The question is a bit complicated and hard to follow.. Anyways I tried writing some code to the best of my understanding of the problem. Here is the part that finds the possible combinations:
% input matrix
A=[1 2 0 1 2 0 0 0
2 1 1 1 0 2 2 0
3 0 0 0 0 1 1 1
4 0 2 0 1 1 1 2
5 0 0 0 0 0 1 0
6 1 0 1 1 2 0 2
7 1 1 2 2 2 1 1
8 0 1 1 2 2 0 0
9 0 1 1 2 2 0 0
10 2 2 2 2 0 0 1];
% start by considering all rows
rowsIndices = (1:size(A,1))';
rIdx = true(size(rowsIndices));
% exclude 7th row (i.e rows with no zeros in columns 2:7)

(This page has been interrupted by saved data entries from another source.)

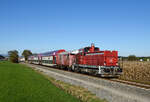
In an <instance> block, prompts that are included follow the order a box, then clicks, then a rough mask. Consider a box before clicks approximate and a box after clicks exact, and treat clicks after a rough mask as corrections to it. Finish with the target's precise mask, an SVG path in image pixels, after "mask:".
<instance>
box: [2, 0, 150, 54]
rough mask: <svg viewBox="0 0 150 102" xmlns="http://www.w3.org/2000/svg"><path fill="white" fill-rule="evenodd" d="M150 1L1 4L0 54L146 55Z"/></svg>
mask: <svg viewBox="0 0 150 102" xmlns="http://www.w3.org/2000/svg"><path fill="white" fill-rule="evenodd" d="M149 5H150V1H149V0H0V38H1V39H0V53H3V54H4V53H7V51H9V50H14V49H17V50H18V51H19V52H20V53H21V52H22V51H23V50H24V49H29V50H31V51H32V52H34V53H39V52H45V51H50V50H55V49H62V48H63V49H66V50H72V49H78V48H82V47H85V46H89V45H90V44H91V43H95V45H96V46H98V47H100V49H102V50H118V51H119V55H122V56H128V55H130V54H135V55H137V56H150V46H149V44H150V40H149V39H150V6H149Z"/></svg>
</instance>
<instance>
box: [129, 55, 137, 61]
mask: <svg viewBox="0 0 150 102" xmlns="http://www.w3.org/2000/svg"><path fill="white" fill-rule="evenodd" d="M136 60H137V57H136V56H135V55H129V56H128V61H136Z"/></svg>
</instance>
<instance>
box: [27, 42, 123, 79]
mask: <svg viewBox="0 0 150 102" xmlns="http://www.w3.org/2000/svg"><path fill="white" fill-rule="evenodd" d="M28 62H29V63H33V64H40V65H45V66H51V67H57V68H61V69H67V70H69V71H75V72H81V73H90V74H94V75H100V76H101V77H118V76H120V75H121V74H122V68H121V67H120V66H119V64H118V51H108V50H106V51H101V50H100V49H99V48H98V47H95V46H94V44H91V46H90V47H84V48H81V49H79V50H74V51H65V50H64V49H61V50H56V51H51V52H46V53H40V54H37V55H32V56H29V58H28Z"/></svg>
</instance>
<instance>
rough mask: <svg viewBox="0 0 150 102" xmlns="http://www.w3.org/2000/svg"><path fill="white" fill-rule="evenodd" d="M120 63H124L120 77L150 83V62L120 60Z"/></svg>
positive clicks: (141, 82) (136, 81)
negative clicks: (121, 72)
mask: <svg viewBox="0 0 150 102" xmlns="http://www.w3.org/2000/svg"><path fill="white" fill-rule="evenodd" d="M120 65H121V66H122V65H123V75H122V76H120V77H119V78H120V79H123V80H131V81H136V82H140V83H146V84H150V62H145V61H143V62H140V61H123V62H121V61H120Z"/></svg>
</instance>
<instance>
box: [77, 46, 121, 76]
mask: <svg viewBox="0 0 150 102" xmlns="http://www.w3.org/2000/svg"><path fill="white" fill-rule="evenodd" d="M75 66H76V67H77V68H78V70H80V71H82V72H83V71H85V72H88V73H94V74H98V75H101V76H103V77H105V76H108V77H109V76H110V77H115V76H119V75H120V74H121V73H122V70H121V68H120V67H119V66H118V51H100V49H99V48H98V47H95V46H94V44H92V45H91V47H85V48H83V49H80V50H79V53H78V54H77V55H76V65H75Z"/></svg>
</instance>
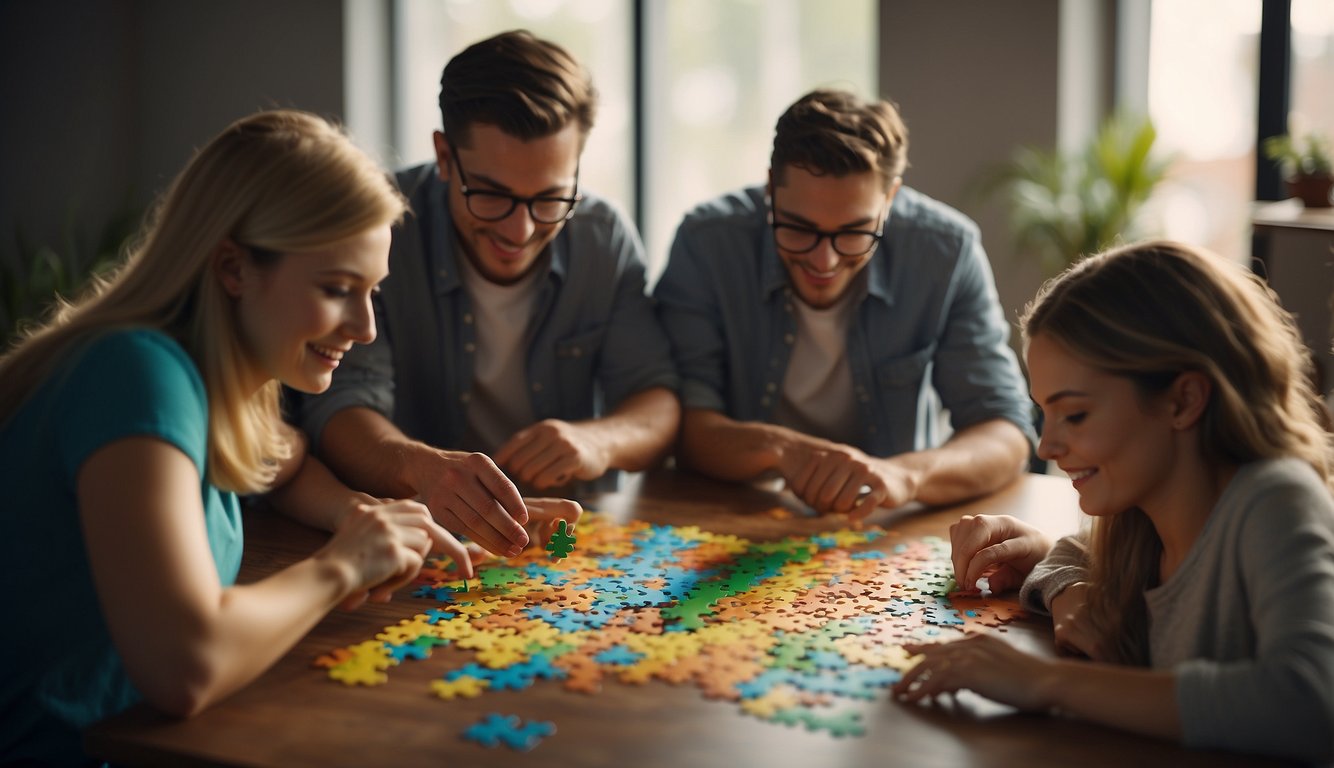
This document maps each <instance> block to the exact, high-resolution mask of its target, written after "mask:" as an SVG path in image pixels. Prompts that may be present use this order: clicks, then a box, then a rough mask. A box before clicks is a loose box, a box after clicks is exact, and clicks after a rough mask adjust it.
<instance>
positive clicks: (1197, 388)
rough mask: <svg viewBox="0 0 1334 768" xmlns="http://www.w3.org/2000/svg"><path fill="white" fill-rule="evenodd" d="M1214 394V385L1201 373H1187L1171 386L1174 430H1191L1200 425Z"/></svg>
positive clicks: (1212, 381) (1170, 392)
mask: <svg viewBox="0 0 1334 768" xmlns="http://www.w3.org/2000/svg"><path fill="white" fill-rule="evenodd" d="M1213 393H1214V383H1213V381H1210V379H1209V376H1205V375H1203V373H1201V372H1199V371H1186V372H1185V373H1182V375H1179V376H1177V380H1175V381H1173V384H1171V391H1170V397H1171V407H1173V412H1171V416H1173V417H1171V425H1173V428H1174V429H1190V428H1191V427H1194V425H1195V424H1197V423H1199V419H1201V416H1203V415H1205V408H1207V407H1209V399H1210V397H1211V396H1213Z"/></svg>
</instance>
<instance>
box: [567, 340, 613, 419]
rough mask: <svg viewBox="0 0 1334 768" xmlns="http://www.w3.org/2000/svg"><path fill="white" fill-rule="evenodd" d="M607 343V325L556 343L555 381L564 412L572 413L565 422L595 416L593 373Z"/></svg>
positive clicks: (597, 365) (593, 376)
mask: <svg viewBox="0 0 1334 768" xmlns="http://www.w3.org/2000/svg"><path fill="white" fill-rule="evenodd" d="M606 339H607V325H606V324H603V325H599V327H596V328H594V329H591V331H580V332H579V333H575V335H572V336H566V337H564V339H562V340H559V341H556V380H558V383H559V385H560V400H562V403H563V404H564V407H563V408H562V411H566V412H571V411H572V413H571V415H570V416H564V419H591V417H592V416H594V380H595V377H594V373H595V372H596V371H598V360H599V359H600V357H602V347H603V344H604V341H606Z"/></svg>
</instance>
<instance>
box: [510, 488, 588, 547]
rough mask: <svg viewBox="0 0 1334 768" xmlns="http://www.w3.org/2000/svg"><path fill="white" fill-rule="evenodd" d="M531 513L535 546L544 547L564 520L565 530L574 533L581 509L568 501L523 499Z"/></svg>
mask: <svg viewBox="0 0 1334 768" xmlns="http://www.w3.org/2000/svg"><path fill="white" fill-rule="evenodd" d="M524 501H527V504H528V511H530V512H531V515H532V516H531V517H530V527H532V528H535V529H536V531H535V532H536V536H535V539H536V540H538V541H536V545H539V547H546V545H547V543H548V541H550V540H551V536H552V535H554V533H555V532H556V531H558V529H559V527H560V521H562V520H564V523H566V529H567V531H568V532H571V533H574V529H575V525H576V524H578V521H579V517H580V516H582V515H583V507H580V505H579V503H578V501H571V500H570V499H524Z"/></svg>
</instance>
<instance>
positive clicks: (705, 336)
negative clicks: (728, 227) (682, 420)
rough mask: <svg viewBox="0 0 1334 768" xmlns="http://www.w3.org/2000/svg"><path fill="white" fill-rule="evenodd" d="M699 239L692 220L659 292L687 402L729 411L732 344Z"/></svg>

%idx(~any(A(:,2:7)==0,2)) = false;
rIdx(7) = false;
% exclude rows that dont have zero in column 8
rIdx(A(:,8) ~= 0) = false;
% for each possible n-combinations
N = sum(rIdx);
combs = cell(1,N);
for k=2:N
% all combinations of k-rows
combsK = nchoosek(rowsIndices(rIdx), k);
% must involve first row
combsK = combsK(any(combsK==1,2),:);
% exclude from current k-combinations if there are smaller ones
if k > 2
combsKIdx = true(size(combsK,1),1);
for kk=2:k-1
if isempty(combs{kk}), continue, end
for i=1:size(combs{kk},1)
combsKIdx(sum(ismember(combsK,combs{kk}(i,:)),2)==kk) = false;
end
end
combsK = combsK(combsKIdx,:);
end
% for every possible combination, each column 2:7 must not be all zeros
combsKIdx = true(size(combsK,1),1);
for i=1:size(combsK,1)
combsKIdx(i) = all(any(A(combsK(i,:),2:7),1));
end
combsK = combsK(combsKIdx,:);
% store combinations found
combs{k} = combsK;
end
% display results
celldisp(combs)
Here are the combinations I got:
combs{1} =
[]
combs{2} =
1 2
combs{3} =
1 5 8
1 5 9
combs{4} =
[]
combs{5} =
[]
in other words three combinations; first with rows [1 2], second [1 5 8], and third with rows [1 5 9].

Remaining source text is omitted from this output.